Someone told us you'd studied at Berkeley with Josephine Miles, the first woman in the English Department at Cal and a strangely neglected West Coast modernist poet.
"I got all As and A pluses, and I never knew why, for I never said one word in class. It was a sad time for me, at Berkeley, because of" [she flicks her gaze to each of us] "a boy who was supposed to be there, and wasn't--he had gone to war. I admired Josephine Miles' poetry. We were on the same wavelength. I never told her, though she might have picked it up."
And then--New York?
"Oh, with many a step in between." [Shrewdly.] "You're really asking me to sing for my supper, aren't you?"
Carl Rakosi did! Jen Hofer got a big interview out of him!
"Well, let me think. Did I tell you I knew Henry Miller, in Coldwater Canyon? He asked me, 'What are you doing here' [i.e., in L.A.] Where
else was I to go but on to New York?"
What was it like, writing for Art News way back when? Did you work there at the same time as James Schuyler?
"Oh yes."
Did you argue with Schuyler about who was going to get to cover which show?

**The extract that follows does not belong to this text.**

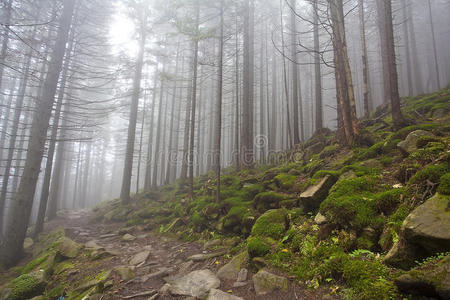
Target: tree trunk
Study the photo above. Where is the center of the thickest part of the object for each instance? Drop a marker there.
(11, 247)
(128, 166)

"Tom Hess decided all that for us. It was a lovely place to work. One day Fairfield Porter came up to me in the office, said [lowers voice
dramatically], 'You and I should know each other.' Oh, it was heavenly."
Joe LeSueur's recent book Digressions on Some Poems by Frank O'Hara concludes with a fine tribute to you, as his, Joe's, staff of strength when O'Hara died.

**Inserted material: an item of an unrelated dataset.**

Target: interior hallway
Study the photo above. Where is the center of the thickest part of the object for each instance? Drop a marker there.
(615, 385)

"Joe was a big part of Frank's life. [Smiles.] And Bill [Berkson] was the other part. When Frank O'Hara died the world broke up, the whole world of writing. There had been none of that jealousy that so besmirches poetry. And there were so many good poets! Frank, of course, and Jimmy, and John [Ashbery]. But when Frank died that world dispersed. It had to. That's part of poetry too."


Susan Gevirtz & Kevin Killian are Small Press Traffic Board Members as well as authors, separately, of many books.